Eureka! A mere week shy of a century since Charlie Chaplin first stumbled onto the Silver Screen, the world’s Tax Supremos finally discovered the wonders of Moving Pictures. Watching the OECD Centre for Tax Policy and Administration’s first webcast on Base Erosion and Profit Shifting (BEPS) on January 23rd, there were times when I wished the new media stars had gone through the normal evolutionary process of testing the primordial soup with a Silent Movie.
This was gut-gripping stuff, dealing with progress on the now famous BEPS 15 point Action Plan endorsed last year by the G20 group of nations. It is an attempt to hammer the growing tendency to double non-taxation in international corporate tax planning which,until recently, starred the very silent Google, Amazon, Starbucks and Apple with various other companies in supporting roles. The CTPA was charged with an incredibly ambitious timetable to change whatever is in the hands of the OECD to change (Model Tax Conventions, Guidelines, new Multilateral Instrument) and provide recommendations for whatever is not. If all goes to plan – and the webcast kept its audience glued to their iPads with optimism on this – the operatives of the CTPA will all be home in their beds in time for Christmas 2015. The boys in the trenches have heard that one before.

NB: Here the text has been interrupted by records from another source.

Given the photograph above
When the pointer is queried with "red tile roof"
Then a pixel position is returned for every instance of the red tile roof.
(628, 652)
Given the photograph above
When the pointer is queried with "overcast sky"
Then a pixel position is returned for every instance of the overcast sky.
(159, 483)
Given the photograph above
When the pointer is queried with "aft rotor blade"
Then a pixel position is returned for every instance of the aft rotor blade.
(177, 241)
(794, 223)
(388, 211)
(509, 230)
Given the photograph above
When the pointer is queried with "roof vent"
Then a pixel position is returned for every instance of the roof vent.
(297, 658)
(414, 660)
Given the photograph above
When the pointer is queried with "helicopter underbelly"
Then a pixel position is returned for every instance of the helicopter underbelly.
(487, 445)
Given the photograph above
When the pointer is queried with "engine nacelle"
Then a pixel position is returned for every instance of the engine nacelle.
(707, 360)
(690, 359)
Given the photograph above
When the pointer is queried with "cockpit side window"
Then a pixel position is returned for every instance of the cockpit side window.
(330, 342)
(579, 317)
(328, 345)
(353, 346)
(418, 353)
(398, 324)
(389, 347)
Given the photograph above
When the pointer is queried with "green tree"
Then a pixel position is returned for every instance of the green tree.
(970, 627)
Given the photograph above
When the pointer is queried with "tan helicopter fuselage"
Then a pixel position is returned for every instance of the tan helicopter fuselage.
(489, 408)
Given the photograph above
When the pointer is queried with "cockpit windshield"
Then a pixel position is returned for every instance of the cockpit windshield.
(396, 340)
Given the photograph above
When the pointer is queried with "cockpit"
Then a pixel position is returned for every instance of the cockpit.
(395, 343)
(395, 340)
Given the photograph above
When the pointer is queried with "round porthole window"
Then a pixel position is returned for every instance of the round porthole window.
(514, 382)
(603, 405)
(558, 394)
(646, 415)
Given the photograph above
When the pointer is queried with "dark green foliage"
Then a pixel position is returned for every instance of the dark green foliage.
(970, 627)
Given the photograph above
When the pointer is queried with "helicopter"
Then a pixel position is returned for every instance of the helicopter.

The broadcast had an international flavour. It was chaired by an American Carl Reiner lookalike with depressive touches of Woody Allen. His performance indicated that he was clearly aiming at an audition as AT&T’s next Speaking Clock. The four person panel sat in a row bolt upright reminiscent of a 1950’s election broadcast where the suspicious politician always looked scared he (it was almost invariably a he in those days) was going to be shot between the eyes by the strange thing pointing at him called the TV camera. The star of the show was the photogenic Director of the CTPA, Pascal Saint-Amans, sporting a Yasser Arafat five-day growth, chic suit and “I am going to seduce you with my French charm” thick-framed glasses. He was joined by the perfectly coiffed Raffaele Russo, head of the BEPS project, who was either talking to the wrong camera or thought he was lecturing to the sound-man standing a few feet to the right of the cameraman. Marlie de Ruiter, Head of Treaties Transfer Prices and Heaven knows what else, added gender diversity to the proceedings and would have made a perfect partner for Saint-Amans in ‘Strictly Come Dancing’. Completing the line-up was Achim Pross, Head of the International Cooperation and Tax Administration Division, a middle-aged natural bald who reminded us all that, at the end of the day, this was boring tax. The speakers had clearly been trained at the Katherine Hepburn school of drama; as Dorothy Parker said of her: “She ran the whole gamut of emotions from A to B”. Before recording ‘BEPS – The Sequel’, they should watch a few Egyptian Soap Operas where nothing moves EXCEPT the faces.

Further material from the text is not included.